One of the biggest reasons why carbs seem to be so regimented into peoples breakfast routine is the fact that you have just been in a fasted state for the last 6-10 hours and likely to be waking up wanting a big feed to break that fast. When you go through a sustained period of time in a fasted state your body becomes more primed to utilising carbohydrates more efficiently. This is known as being insulin sensitive. Upon waking you will be in your most insulin sensitive state apart from post workout and therefore it is often viewed as a good time to consume a good portion of carbohydrates as your body is most likely to shuttle these carbs efficiently and less likely to be stored as unwanted body fat.
There are also a number of reasons why carbs at breakfast are not a good idea.
Spike Blood Sugars
When you consume carbohydrates it causes a blood sugar spike. Maintaining steady blood sugars throughout the day are vital for a number of reasons including sustained energy, no crashes, fewer cravings and weight loss. Eating a carbohydrate-heavy meal first thing in the morning is likely to lead to higher resting blood sugars throughout the day. Starting the day with a high protein, high fat diet leads to no blood sugar spike. Low fasting blood sugars to start the day set you up positively for the day ahead with many positive effects such as no energy crashes, the body becomes more insulin sensitive as well as your body becoming more primed to burn body fat as energy when blood sugars are at a low.
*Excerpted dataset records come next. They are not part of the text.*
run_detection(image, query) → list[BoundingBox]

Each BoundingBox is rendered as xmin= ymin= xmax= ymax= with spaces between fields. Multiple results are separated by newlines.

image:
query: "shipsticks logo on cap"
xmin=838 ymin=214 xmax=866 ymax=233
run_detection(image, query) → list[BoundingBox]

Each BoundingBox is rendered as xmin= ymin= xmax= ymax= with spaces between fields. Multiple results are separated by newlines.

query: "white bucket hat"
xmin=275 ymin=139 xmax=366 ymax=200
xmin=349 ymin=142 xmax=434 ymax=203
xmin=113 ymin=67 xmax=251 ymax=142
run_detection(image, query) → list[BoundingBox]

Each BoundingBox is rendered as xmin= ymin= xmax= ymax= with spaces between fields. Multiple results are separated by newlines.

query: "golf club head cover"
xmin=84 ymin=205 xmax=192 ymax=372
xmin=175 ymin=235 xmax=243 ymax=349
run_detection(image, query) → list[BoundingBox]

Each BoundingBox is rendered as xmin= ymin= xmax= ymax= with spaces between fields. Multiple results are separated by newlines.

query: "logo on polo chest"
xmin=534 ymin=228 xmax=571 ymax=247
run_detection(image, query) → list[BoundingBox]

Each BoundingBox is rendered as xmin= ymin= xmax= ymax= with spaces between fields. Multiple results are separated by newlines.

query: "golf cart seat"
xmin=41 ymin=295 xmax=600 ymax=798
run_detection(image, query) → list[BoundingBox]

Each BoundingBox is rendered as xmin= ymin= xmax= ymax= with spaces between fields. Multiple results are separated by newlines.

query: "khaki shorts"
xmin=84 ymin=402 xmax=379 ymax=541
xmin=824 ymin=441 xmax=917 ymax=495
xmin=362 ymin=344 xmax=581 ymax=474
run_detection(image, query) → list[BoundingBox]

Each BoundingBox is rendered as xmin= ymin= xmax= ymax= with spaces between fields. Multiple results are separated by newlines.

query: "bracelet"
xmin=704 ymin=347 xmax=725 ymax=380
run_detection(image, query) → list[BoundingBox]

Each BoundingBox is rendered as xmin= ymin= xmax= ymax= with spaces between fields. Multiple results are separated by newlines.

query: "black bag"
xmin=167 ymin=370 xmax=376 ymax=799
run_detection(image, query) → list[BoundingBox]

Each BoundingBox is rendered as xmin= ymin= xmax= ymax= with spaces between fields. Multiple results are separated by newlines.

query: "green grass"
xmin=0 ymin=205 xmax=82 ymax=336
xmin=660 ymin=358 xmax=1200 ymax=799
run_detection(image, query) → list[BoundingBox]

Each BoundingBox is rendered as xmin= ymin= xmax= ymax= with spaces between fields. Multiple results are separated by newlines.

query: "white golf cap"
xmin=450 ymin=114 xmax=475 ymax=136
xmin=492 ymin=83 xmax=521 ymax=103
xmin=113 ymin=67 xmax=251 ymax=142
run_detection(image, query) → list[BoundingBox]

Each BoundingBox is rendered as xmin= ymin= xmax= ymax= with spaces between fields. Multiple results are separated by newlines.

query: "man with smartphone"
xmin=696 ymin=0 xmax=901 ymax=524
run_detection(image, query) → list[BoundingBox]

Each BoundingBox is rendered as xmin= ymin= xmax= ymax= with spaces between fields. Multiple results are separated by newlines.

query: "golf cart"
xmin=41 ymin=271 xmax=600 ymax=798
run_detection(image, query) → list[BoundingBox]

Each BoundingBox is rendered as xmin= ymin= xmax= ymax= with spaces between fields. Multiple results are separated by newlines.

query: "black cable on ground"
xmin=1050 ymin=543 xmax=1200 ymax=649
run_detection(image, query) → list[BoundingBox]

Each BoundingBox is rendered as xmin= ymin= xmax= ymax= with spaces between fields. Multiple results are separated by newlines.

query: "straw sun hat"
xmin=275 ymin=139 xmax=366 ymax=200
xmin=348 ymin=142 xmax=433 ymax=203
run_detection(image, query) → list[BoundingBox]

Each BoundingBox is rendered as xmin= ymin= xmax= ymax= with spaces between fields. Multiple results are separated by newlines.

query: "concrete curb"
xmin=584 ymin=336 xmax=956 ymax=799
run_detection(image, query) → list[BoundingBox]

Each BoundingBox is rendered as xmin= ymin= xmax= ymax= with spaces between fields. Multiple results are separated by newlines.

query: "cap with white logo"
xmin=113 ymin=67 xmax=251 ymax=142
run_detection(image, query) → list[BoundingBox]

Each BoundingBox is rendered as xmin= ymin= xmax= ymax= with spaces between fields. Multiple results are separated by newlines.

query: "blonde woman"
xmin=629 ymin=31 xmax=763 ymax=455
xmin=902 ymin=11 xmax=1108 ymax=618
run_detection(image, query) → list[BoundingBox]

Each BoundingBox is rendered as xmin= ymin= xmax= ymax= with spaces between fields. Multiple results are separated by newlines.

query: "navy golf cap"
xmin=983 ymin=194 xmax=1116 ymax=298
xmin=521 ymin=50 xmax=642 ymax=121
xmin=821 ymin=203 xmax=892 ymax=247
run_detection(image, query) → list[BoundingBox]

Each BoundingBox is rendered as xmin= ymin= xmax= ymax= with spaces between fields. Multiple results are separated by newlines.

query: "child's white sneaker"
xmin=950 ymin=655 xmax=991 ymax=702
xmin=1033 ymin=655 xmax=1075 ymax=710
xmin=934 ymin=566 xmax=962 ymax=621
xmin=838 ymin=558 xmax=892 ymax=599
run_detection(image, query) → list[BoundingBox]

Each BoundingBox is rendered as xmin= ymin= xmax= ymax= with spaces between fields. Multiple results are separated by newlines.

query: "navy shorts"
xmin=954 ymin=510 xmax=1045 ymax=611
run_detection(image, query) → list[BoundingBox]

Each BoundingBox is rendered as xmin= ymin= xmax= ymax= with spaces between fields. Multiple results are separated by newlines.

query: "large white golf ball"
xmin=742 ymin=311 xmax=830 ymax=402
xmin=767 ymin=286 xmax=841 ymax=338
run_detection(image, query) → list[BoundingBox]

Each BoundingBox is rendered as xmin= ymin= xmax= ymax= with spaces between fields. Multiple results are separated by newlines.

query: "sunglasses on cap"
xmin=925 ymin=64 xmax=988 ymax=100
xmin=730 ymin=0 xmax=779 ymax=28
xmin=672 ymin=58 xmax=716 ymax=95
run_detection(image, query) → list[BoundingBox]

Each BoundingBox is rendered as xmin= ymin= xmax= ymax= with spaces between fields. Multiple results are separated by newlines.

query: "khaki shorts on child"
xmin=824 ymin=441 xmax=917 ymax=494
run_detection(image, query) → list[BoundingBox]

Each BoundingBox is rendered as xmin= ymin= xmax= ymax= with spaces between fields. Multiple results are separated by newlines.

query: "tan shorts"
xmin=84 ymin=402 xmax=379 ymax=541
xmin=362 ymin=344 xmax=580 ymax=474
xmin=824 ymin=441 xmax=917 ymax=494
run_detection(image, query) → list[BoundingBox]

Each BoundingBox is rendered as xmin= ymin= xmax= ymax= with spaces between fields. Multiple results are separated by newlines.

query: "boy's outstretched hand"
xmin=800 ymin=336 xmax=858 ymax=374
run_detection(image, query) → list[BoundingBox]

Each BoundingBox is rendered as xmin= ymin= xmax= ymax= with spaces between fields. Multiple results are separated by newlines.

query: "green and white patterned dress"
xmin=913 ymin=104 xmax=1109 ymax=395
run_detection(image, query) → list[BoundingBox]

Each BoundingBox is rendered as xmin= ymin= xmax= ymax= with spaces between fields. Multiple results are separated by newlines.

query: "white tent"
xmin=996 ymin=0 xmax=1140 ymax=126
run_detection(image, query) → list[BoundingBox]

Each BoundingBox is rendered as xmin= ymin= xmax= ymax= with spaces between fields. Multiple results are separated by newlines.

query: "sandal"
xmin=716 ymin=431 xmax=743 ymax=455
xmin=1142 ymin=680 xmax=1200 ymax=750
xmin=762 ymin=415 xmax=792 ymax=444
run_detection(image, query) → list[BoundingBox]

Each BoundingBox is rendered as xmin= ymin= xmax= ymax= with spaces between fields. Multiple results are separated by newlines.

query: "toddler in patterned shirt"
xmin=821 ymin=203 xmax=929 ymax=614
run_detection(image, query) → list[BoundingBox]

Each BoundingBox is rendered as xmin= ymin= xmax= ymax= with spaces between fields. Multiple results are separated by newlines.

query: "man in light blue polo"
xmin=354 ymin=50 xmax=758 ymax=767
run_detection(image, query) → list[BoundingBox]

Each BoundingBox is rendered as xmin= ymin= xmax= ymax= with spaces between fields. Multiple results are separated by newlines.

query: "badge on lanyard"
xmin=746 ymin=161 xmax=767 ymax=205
have you ever had a high carb breakfast where you feel great afterwards, however, a few hours later find yourself crashing by mid-morning and in need of carby snack to pick yourself up? This is due to a blood sugar spike after eating which after a few hours suddenly plummets leaving you tired and in need of a pick me up. If you are someone who likes to eat carbs for breakfast we recommend having it with a lean protein source or healthy fats which will slow down the digestion of the carbs and give you a sustained energy release which should take you through to your next meal without crashing.
Fuel Source Adaption
When you first wake in the morning you are in a fasted state where your body is in a prime position to use fat stores as an energy source due to minimal glycogen present to be used as energy. However, if you start your day with carbohydrates then your body will straight away turn to carbohydrates as its preferential fuel source for the rest of the day. Now as we know, fat loss boils down to calories in vs calories out and not low carb or low fat. However, priming your body to utilising fat as energy will lead to fewer cravings and leave you less dependant on a constant carb source of energy.
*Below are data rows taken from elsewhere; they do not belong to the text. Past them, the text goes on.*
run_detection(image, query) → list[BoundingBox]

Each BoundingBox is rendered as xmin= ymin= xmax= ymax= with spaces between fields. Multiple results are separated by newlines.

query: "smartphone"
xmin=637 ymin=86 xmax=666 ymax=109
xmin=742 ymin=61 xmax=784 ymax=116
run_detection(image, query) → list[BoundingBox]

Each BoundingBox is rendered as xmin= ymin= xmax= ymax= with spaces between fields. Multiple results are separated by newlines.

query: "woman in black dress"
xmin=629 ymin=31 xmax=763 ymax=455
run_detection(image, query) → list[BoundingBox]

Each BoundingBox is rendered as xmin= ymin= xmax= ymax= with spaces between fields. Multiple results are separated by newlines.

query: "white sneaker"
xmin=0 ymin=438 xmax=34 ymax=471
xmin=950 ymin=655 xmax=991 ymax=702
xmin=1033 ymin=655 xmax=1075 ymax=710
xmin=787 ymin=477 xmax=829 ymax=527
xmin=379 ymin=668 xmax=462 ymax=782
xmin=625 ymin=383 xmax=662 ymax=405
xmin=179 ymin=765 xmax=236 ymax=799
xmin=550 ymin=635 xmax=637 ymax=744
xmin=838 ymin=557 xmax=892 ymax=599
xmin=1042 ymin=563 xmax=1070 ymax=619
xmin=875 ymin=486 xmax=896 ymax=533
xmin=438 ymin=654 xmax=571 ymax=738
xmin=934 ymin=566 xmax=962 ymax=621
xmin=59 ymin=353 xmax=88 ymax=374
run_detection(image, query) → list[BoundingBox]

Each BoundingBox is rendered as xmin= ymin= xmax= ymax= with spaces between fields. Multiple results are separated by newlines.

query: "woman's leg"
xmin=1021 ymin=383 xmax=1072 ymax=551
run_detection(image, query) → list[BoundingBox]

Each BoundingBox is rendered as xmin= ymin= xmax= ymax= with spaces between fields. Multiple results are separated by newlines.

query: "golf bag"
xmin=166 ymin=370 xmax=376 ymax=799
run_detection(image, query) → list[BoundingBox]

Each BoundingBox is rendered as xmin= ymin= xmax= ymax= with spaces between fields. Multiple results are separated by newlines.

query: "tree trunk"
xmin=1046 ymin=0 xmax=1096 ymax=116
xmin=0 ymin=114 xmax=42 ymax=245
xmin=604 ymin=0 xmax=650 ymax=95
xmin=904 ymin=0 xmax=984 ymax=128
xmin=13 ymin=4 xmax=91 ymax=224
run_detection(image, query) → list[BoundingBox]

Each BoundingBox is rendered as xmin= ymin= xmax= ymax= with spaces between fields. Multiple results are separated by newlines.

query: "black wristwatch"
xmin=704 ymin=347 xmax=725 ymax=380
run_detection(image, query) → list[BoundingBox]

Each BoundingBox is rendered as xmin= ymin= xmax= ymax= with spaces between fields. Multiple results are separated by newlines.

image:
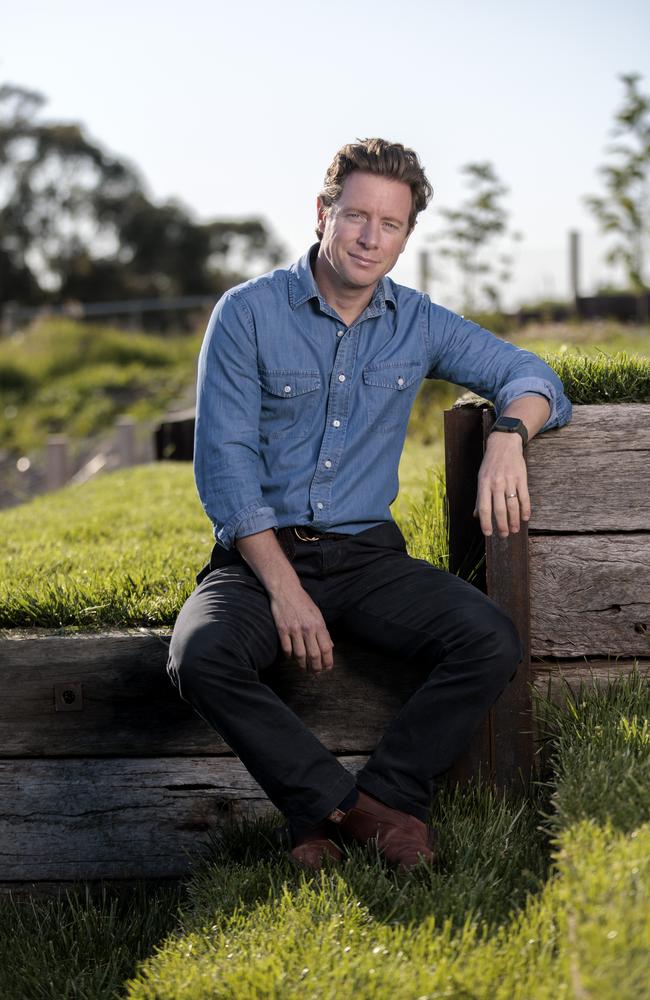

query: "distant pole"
xmin=569 ymin=229 xmax=580 ymax=312
xmin=45 ymin=434 xmax=68 ymax=490
xmin=418 ymin=250 xmax=431 ymax=295
xmin=115 ymin=417 xmax=135 ymax=466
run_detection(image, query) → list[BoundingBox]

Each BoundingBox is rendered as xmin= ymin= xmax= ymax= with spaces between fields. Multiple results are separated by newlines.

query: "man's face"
xmin=318 ymin=170 xmax=411 ymax=289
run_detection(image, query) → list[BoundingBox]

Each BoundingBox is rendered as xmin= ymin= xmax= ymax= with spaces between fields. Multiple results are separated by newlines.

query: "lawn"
xmin=0 ymin=676 xmax=650 ymax=1000
xmin=0 ymin=327 xmax=650 ymax=1000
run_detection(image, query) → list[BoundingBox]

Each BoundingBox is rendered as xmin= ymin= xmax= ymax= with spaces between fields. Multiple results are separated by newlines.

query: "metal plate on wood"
xmin=54 ymin=681 xmax=83 ymax=712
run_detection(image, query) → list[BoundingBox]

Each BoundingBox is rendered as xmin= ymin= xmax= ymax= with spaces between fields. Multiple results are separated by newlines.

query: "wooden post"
xmin=483 ymin=410 xmax=534 ymax=786
xmin=444 ymin=406 xmax=485 ymax=591
xmin=115 ymin=417 xmax=135 ymax=466
xmin=45 ymin=434 xmax=68 ymax=490
xmin=444 ymin=406 xmax=493 ymax=783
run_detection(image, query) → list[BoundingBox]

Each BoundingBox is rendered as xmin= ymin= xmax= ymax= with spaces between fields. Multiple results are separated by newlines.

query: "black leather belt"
xmin=288 ymin=524 xmax=350 ymax=542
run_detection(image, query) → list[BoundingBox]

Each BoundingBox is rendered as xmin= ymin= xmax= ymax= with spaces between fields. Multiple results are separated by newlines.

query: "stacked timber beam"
xmin=445 ymin=404 xmax=650 ymax=784
xmin=0 ymin=631 xmax=425 ymax=891
xmin=0 ymin=405 xmax=650 ymax=889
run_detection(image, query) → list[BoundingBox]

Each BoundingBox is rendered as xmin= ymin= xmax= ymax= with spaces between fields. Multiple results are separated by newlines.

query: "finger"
xmin=291 ymin=632 xmax=307 ymax=670
xmin=506 ymin=487 xmax=520 ymax=535
xmin=317 ymin=629 xmax=334 ymax=670
xmin=475 ymin=484 xmax=492 ymax=535
xmin=303 ymin=632 xmax=323 ymax=674
xmin=517 ymin=482 xmax=531 ymax=521
xmin=278 ymin=629 xmax=293 ymax=660
xmin=492 ymin=487 xmax=512 ymax=538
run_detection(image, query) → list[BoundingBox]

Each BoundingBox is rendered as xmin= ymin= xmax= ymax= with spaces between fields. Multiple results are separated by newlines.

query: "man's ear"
xmin=400 ymin=224 xmax=415 ymax=253
xmin=316 ymin=198 xmax=328 ymax=236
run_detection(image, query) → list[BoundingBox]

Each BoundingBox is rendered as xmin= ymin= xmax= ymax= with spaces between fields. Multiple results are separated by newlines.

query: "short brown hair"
xmin=316 ymin=139 xmax=433 ymax=239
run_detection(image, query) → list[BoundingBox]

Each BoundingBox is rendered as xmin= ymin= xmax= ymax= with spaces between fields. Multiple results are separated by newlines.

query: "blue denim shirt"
xmin=194 ymin=247 xmax=571 ymax=548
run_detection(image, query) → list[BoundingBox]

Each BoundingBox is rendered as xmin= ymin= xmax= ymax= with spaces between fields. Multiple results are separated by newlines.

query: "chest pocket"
xmin=259 ymin=369 xmax=321 ymax=441
xmin=363 ymin=361 xmax=422 ymax=433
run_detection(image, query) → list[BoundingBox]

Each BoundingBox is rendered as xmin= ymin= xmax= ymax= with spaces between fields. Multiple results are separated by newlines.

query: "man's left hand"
xmin=474 ymin=433 xmax=530 ymax=538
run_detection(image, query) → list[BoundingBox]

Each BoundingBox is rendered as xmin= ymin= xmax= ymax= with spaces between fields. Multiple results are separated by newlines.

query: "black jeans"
xmin=168 ymin=524 xmax=521 ymax=829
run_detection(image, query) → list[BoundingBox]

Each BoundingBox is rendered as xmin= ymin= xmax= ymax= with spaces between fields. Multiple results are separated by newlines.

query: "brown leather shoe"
xmin=289 ymin=820 xmax=342 ymax=871
xmin=328 ymin=791 xmax=436 ymax=871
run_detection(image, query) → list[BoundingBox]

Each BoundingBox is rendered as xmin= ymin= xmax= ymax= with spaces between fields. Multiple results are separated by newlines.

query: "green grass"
xmin=0 ymin=320 xmax=200 ymax=455
xmin=544 ymin=352 xmax=650 ymax=404
xmin=0 ymin=675 xmax=636 ymax=1000
xmin=117 ymin=677 xmax=650 ymax=1000
xmin=0 ymin=462 xmax=212 ymax=629
xmin=0 ymin=462 xmax=446 ymax=629
xmin=0 ymin=883 xmax=182 ymax=1000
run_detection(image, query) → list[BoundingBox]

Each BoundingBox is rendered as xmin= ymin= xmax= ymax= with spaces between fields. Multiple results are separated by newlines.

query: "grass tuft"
xmin=544 ymin=352 xmax=650 ymax=404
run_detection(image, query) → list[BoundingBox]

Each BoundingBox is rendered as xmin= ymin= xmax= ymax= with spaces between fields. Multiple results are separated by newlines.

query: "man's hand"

Carbohydrates have the lowest satiety level out of the 3 key macronutrients. Meaning consuming a high carbohydrate meal without added protein and fats is likely to leave you getting hungrier quicker after eating. Think how full you are after a big chicken meal or high fat burger? Consuming Carbohydrates without any protein or fats like a bowl of cereal will digest quickly and leave the stomach rapidly leaving you hungry again a short period of time after eating.
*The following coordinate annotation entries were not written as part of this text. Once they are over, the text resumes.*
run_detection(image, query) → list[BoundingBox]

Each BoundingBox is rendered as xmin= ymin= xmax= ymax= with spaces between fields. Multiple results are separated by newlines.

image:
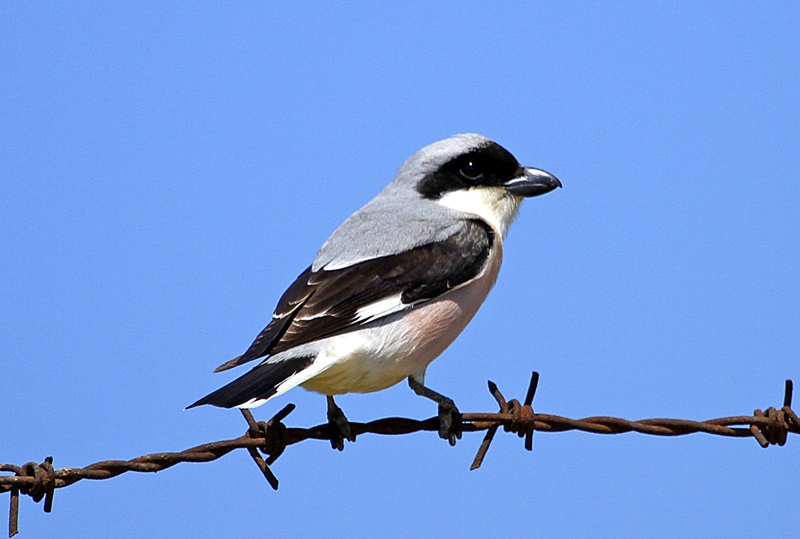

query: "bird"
xmin=187 ymin=133 xmax=562 ymax=450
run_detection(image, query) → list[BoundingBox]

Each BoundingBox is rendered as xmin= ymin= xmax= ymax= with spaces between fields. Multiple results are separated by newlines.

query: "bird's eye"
xmin=458 ymin=159 xmax=483 ymax=182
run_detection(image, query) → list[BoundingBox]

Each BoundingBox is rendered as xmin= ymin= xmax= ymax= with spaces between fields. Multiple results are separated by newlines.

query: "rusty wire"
xmin=0 ymin=372 xmax=800 ymax=537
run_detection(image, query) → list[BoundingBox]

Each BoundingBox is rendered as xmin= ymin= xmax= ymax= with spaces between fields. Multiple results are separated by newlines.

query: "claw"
xmin=408 ymin=376 xmax=461 ymax=446
xmin=327 ymin=395 xmax=356 ymax=451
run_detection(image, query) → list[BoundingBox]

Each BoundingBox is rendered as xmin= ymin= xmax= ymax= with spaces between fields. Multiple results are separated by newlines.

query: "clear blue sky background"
xmin=0 ymin=2 xmax=800 ymax=538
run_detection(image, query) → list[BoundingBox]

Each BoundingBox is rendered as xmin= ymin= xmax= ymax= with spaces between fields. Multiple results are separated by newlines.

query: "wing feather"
xmin=217 ymin=219 xmax=494 ymax=371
We highly recommend consuming some form of protein with your breakfast and even some healthy fats. The one exception is if you have trained fasted in the morning then you will want fast acting protein and some carbohydrates to start the recovery process. Adding fats to this meal will slow digestion which isn't ideal for optimal recovery post workout.
However, if you are not exercising before breakfast then we recommend a high protein, moderate fat breakfast which will leave you feeling full and ready to crack on with your day
Whole eggs and lean beef
Smoked salmon and eggs on wholemeal toast
Protein porridge with a tablespoon of nut butter
As you can see there isn't really a definitive answer to if you should be consuming carbohydrates at breakfast or not. It really does come down to personal preference on what you feel your body responds to best. Some people need a carb fix when they wake to get them going others prefer a high-fat approach to keep them full through the morning.